O raso debate sobre veganismo

Imagem: IPEAS Report – The Politics of Protein, 2022

Por Matheus Cervo*

Nas últimas décadas, o debate sobre os impactos do consumo de carne tem avançado para mostrar que a escolha em aderir uma dieta vegana vai muito além de optar pela libertação animal.

Segundo a FAO-ONU, o consumo de carne vermelha gera 14,5% das emissões de gases de efeito estufa (GEE) e é responsável por inúmeras infrações trabalhistas nos setores frigoríficos. Além disso, mais de 60% das doenças infecciosas humanas são causadas por agentes patogênicos partilhados com animais selvagens ou domésticos. Por isso, são utilizados antibióticos de forma excessiva na indústria da carne, o que contribui enormemente para o surgimento de agentes resistentes aos mesmos.

Os impactos são ainda mais gritantes quando pensamos de forma sistêmica e percebemos que esse tipo de produção gera desafios críticos à sustentabilidade, como perda de biodiversidade, poluição química, degradação da terra, dificuldade de manter um meio de subsistência e pobreza nutricional nas dietas familiares. Não é trivial notar dados alarmantes que mostram que 80% das terras agrícolas globais são destinadas à produção de soja e milho para fabricação de ração, algo que é extremamente ineficiente para resolver o problema grave da insegurança alimentar.

Ainda assim, existe uma quantidade enorme de matérias jornalísticas que não se comprometem em buscar fontes sérias, gerando desinformação e rejeição sobre o tema.
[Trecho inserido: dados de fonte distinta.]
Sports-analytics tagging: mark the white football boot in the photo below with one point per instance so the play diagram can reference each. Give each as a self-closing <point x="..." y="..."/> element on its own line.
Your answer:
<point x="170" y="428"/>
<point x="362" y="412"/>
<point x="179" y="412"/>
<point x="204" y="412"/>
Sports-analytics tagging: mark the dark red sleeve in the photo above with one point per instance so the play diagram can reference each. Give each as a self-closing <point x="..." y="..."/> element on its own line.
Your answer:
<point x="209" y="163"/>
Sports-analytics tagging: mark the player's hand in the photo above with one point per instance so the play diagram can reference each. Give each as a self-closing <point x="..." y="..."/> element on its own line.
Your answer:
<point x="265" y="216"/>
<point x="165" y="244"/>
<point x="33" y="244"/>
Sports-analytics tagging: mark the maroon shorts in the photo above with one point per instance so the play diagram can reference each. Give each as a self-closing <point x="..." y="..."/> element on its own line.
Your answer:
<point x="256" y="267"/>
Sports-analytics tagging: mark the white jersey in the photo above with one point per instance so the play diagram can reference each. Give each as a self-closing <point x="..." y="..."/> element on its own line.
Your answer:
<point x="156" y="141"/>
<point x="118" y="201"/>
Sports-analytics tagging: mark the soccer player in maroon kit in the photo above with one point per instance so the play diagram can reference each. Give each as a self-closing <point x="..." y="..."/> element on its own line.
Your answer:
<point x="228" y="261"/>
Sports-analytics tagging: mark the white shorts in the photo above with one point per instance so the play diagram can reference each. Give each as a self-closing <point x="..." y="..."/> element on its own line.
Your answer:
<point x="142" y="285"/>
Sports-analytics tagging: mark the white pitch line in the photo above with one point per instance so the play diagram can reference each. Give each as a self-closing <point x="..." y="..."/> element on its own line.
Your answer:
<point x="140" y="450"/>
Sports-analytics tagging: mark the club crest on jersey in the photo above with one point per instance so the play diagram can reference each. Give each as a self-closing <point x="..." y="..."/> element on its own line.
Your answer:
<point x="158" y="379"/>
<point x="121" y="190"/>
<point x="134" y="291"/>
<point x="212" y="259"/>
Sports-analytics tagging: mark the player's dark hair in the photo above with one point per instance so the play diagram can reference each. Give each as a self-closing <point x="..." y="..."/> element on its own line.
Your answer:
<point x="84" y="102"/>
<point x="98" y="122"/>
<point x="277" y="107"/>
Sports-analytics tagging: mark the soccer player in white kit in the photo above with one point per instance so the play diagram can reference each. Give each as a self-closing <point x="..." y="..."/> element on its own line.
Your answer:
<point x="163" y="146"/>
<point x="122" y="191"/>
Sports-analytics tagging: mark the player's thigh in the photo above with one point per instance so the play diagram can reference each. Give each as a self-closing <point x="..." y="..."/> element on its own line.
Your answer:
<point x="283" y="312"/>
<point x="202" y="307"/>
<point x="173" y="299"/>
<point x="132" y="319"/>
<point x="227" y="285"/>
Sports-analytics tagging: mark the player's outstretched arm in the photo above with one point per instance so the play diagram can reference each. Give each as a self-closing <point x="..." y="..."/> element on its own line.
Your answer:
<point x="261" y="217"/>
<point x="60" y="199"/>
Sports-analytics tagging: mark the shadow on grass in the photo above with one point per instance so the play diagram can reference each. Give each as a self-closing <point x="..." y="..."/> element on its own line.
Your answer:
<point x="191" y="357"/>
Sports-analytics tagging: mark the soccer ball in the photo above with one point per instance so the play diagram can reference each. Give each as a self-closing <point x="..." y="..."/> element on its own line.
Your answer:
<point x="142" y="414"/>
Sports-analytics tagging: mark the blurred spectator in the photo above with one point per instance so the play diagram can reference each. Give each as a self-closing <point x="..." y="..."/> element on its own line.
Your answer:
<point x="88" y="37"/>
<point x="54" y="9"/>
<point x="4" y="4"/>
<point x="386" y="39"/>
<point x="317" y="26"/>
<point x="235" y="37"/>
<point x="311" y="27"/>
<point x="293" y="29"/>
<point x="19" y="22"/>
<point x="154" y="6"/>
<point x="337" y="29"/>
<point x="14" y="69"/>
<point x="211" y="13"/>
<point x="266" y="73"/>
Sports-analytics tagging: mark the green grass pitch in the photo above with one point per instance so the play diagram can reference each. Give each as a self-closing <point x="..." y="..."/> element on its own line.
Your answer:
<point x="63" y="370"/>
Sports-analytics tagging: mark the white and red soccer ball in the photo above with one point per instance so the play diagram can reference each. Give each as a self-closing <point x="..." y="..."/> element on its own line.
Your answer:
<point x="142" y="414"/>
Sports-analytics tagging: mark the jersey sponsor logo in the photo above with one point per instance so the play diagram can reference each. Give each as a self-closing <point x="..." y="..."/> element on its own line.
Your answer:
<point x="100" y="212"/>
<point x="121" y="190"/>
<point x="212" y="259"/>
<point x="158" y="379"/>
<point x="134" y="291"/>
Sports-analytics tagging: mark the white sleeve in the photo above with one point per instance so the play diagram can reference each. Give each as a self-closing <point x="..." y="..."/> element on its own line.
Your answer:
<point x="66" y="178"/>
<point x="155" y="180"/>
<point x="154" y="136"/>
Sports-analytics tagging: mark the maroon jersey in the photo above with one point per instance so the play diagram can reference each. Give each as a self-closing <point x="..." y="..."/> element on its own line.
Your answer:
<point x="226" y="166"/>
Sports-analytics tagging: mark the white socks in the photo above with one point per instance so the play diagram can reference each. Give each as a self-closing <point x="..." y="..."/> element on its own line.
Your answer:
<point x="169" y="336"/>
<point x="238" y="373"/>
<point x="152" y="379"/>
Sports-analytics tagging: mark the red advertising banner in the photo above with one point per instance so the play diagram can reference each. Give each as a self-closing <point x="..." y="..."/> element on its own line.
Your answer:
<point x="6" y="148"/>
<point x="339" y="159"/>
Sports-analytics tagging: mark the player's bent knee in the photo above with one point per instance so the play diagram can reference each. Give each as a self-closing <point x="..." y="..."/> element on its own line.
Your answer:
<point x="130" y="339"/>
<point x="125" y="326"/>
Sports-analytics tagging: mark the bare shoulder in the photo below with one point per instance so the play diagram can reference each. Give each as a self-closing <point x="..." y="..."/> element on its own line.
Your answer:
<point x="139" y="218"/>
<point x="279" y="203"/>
Como exemplo disso, o Metrópoles publicou uma matéria chamada “Entenda por que alguns vegetarianos e veganos voltam a comer carne”. A escrita traz posições de nutricionistas que ainda não se atualizaram no debate científico, já que falam que veganos tendem a voltar a comer carne por ficarem subnutridos (pela suposta falta de proteína) ou por perceberem que estavam em um “surto” por pressões sociais absurdas. Por fim, traz uma série de argumentos de psicólogos para legitimar o processo de reconversão a uma dieta com carne, uma vez que esses profissionais da saúde afirmam a necessidade de autoconhecimento para se “desvincular de crenças que geram sofrimento”.

Um meio que faz um trabalho muito mais sério é O Joio e O Trigo, um projeto de jornalismo investigativo sobre alimentação, saúde e poder. Recentemente, publicaram uma matéria sobre o crescente mercado das caríssimas “carnes vegetais” industriais. Logo de início, partem de inúmeras fontes de informação que pautam a importância do debate sobre a mudança alimentar, como o relatório do Painel Internacional de Especialistas em Sistemas Alimentares Sustentáveis (IPES-Food), que foi publicado no dia 6 de abril de 2022. Contudo, é com base nesse relatório que a matéria mostra que as soluções não são simples e que muitas alternativas industriais como as mencionadas não são sustentáveis e, inclusive, são patrocinadas pela própria indústria da carne.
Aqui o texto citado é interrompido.